The Bank of Greece says these settlement percentages are very high compared with those achieved in other European countries. The Bank of Greece says the success of the RTGS system demonstrates “the excellent organisation and co-operation between the Bank of Greece and the domestic and foreign credit institutions participating in the system; the efficient management of liquidity of the Greek credit institutions, acting either for their own account or as custodians of foreign financial institutions; and the full development of the Greek money and securities markets”.
In May, the Athens Exchange, in conjunction with the central securities depository and the Athens Derivatives Exchange Clearing House, launched a new process for settling failed trades that has the ultimate aim of providing a more favourable investment environment for foreign investors.
Among the measures it has introduced is a new stock lending product aimed at reducing costs, an extension of the time limit for the correction of erroneous transpositions to a custodian and the possibility of implementing the settlement of the failed trade by the next day.

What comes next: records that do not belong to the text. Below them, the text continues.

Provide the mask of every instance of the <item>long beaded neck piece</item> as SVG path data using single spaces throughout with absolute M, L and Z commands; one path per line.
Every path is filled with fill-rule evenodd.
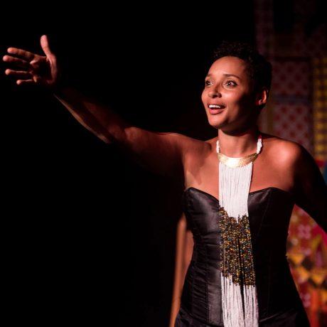
M 257 152 L 231 158 L 220 152 L 219 218 L 223 317 L 225 327 L 257 327 L 259 310 L 247 200 Z

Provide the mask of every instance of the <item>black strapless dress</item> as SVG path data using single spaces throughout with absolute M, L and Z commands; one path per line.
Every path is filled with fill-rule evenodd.
M 223 326 L 220 270 L 219 200 L 195 188 L 183 195 L 194 247 L 175 327 Z M 259 326 L 310 326 L 286 252 L 291 194 L 269 187 L 249 193 Z

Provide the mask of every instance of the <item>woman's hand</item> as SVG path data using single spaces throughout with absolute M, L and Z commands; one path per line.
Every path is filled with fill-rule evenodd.
M 18 85 L 36 84 L 54 90 L 58 84 L 60 70 L 55 55 L 51 52 L 48 37 L 41 38 L 41 45 L 45 55 L 39 55 L 22 49 L 9 48 L 3 60 L 14 69 L 6 69 L 5 74 L 16 79 Z

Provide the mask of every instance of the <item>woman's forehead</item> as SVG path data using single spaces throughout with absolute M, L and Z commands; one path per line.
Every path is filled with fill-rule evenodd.
M 233 75 L 242 79 L 242 77 L 247 77 L 247 63 L 242 59 L 231 56 L 222 57 L 211 65 L 208 75 Z

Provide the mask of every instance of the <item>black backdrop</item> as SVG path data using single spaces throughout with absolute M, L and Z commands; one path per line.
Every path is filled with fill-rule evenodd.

“Based on an evaluation that FTSE International carried out in all developed markets, the new settlements appear to solve the problems that concerned international investors,” says an exchange spokesman.
“One of the changes we would like to see, and that we have been talking to local authorities about, is the creation of an omnibus account structure in Greece,” says Kazakou. “At present nominee accounts are not recognised, which makes it difficult for foreign investors to comply. It would also help if there were a central counterparty for the Greek market. There were talks in November 2002 about this, but there has been little progress.”